President Barack Obama’s ambiguous policy on natural gas is creating serious problems for the energy market, says Jack Gerard, president of the American Petroleum Institute.
“Unfortunately, the president has about 10 agencies that are looking to regulate natural gas production, and that is sending the industry a mixed message,” he writes on
Politico.
“The uncertainty over what the rules of the game will be over the next four years is having a chilling effect on the market. The president can send a positive signal by demonstrating early on that his expressed interest in increased natural gas production was more than election-year rhetoric.”
Whether Obama’s deeds match his words will determine what impact he has on gasoline and electricity prices, Gerard says.
“The price of gasoline is a pure function of supply and demand.
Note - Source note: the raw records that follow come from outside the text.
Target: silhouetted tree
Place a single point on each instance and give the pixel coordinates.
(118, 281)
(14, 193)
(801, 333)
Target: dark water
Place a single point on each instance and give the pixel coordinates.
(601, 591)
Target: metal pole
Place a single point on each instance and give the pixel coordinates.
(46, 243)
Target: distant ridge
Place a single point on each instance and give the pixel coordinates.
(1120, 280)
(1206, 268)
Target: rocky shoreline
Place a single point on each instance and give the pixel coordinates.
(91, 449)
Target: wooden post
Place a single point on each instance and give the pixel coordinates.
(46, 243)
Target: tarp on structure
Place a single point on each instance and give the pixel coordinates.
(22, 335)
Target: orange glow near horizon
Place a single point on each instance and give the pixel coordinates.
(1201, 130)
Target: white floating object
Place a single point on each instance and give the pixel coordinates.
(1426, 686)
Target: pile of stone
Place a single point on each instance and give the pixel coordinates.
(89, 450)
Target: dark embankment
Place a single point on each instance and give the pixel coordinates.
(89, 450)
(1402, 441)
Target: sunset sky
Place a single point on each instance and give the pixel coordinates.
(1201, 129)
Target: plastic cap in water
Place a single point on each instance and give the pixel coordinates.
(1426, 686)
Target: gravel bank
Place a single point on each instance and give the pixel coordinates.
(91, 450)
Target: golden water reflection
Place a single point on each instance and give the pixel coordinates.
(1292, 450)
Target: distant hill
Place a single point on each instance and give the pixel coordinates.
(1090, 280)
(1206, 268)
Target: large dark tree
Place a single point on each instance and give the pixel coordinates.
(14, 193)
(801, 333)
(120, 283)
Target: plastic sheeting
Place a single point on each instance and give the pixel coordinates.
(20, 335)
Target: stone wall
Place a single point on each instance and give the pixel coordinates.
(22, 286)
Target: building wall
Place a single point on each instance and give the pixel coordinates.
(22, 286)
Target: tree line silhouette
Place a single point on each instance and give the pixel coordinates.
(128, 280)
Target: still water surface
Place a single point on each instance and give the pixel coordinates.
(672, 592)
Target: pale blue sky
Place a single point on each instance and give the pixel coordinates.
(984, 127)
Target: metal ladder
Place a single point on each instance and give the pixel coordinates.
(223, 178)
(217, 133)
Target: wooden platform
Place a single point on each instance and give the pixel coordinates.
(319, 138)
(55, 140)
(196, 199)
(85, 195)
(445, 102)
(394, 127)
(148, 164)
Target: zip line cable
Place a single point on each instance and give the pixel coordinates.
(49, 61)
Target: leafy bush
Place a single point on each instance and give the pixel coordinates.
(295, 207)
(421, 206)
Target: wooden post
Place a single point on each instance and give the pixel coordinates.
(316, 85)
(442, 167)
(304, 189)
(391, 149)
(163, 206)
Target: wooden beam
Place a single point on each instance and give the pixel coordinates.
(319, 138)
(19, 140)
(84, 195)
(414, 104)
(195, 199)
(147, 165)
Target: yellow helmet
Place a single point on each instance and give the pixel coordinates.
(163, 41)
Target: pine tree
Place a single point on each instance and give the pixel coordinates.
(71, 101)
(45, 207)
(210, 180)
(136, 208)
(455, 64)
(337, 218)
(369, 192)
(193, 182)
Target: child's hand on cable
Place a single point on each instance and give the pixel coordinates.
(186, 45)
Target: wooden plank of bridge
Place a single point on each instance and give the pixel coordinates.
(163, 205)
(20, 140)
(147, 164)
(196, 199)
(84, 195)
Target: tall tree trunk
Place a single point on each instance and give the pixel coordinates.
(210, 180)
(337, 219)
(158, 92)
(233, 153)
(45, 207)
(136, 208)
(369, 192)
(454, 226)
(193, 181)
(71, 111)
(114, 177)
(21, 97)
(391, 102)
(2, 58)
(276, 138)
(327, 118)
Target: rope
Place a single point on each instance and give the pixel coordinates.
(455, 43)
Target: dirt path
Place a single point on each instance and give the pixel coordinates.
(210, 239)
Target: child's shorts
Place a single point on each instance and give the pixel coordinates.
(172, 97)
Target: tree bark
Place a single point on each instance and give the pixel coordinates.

The more [crude oil] we refine, produce, and market, the lower the price goes.” The issue is producing at home rather than importing from abroad, Gerard says.
Gasoline prices now average $3.44 nationally, up from about $1.80 when Obama took office in January 2009.
As for electricity, the tremendous increase in domestic natural gas production has pushed down prices, he says.
“For the first time, the U.S. is the largest producer of natural gas in the world, saving consumers an average of $500 million each day. This is a big deal for both consumers and the environment, and it will be up to the president to harness this opportunity.”